Maybe it’s the fact that no one really cares. I have this one friend who I used to tell almost everything, but she has her own problems, so I started to pull away from her so that I wouldn’t bother her as much anymore. I’ve been talking to people on the Vent app, but I really don’t want to bother them either. I guess venting everything out here helps a bit… But this website isn’t really active, if you all know what I mean.
Or maybe the nightmares are finally getting to me in reality. Usually, I would see my friends killed in… a variety of ways. Sometimes, they’re the ones killing me. Other times, I would be forced to kill them. I would wake up panicked, and then realize that it was just a dream. I get these nightmares almost every night. On the nights where there isn’t any death, it’s endless torture.
Actually. I think it might be because all my friends are fighting, and I know I shouldn’t enjoy it, but I am. There is something severely wrong with me, laughing when my group is in turmoil and when my friends are about to be in pain.
I’ve been told that I need help. Help is so hard to get though… Got any advice?
as having general anxiety disorder myself I find it extremely difficult to deal with my struggles (eg) feeling useless and getting upset over everything and nothing plus some it’s so hard to stay and feel positive when the negative thoughts intrude into your brain try not to class yourself as pathetic or any other negative names remember to laugh and smile and cry when you need to
Your post reads like someone with very deep empathy.
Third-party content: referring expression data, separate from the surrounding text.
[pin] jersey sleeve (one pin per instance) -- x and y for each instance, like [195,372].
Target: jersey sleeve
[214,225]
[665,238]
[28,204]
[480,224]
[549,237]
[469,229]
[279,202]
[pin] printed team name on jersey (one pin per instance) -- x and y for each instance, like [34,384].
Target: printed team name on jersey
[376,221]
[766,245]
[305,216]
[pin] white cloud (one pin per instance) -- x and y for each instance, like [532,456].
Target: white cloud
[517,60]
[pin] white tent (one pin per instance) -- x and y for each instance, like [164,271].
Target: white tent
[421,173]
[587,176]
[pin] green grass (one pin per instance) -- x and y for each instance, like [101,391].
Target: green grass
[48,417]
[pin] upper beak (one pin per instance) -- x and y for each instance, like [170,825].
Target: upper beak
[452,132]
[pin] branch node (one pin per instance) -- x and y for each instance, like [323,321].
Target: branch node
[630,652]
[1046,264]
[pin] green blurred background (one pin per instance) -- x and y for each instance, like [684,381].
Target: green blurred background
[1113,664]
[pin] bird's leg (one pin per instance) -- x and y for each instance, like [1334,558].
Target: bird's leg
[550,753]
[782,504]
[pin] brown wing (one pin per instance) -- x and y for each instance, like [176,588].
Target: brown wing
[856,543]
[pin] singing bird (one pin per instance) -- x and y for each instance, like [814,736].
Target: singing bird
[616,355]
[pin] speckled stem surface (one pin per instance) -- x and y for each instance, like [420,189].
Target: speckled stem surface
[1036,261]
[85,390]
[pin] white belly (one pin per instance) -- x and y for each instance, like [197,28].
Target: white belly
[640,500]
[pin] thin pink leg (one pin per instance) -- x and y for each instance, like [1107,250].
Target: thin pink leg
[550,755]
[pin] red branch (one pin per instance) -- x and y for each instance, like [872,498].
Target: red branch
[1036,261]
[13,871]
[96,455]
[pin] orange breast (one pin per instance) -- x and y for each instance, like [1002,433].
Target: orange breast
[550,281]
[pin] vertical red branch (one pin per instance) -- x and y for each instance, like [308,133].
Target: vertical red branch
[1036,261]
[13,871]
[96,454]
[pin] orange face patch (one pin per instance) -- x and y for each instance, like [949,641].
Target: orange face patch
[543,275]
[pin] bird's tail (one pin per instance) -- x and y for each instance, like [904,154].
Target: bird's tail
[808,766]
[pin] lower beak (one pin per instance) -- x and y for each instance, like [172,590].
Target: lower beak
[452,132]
Feeling so much and so intensely can create a battle inside. I can totally relate to this. Help is hard to find. But sites and apps like you mentioned do exist and I think it’s great you’re venting here. I find when I can’t seem to get any help anywhere that if I step back and try to figure out exactly what I need help with, I can kind of narrow down my resources. If that makes sense. Expressing my needs is something I struggled with for a very long time and I think it’s good that you are able to express your feelings here. Sometimes, release of all of the pent up stuff is exactly what’s needed. Do you write your dreams down? I try to keep a record of them and look for common themes. It helps. You seem like you have a good sense of the possibilities of interpretations in your own dreams and I think that’s pretty amazing as well.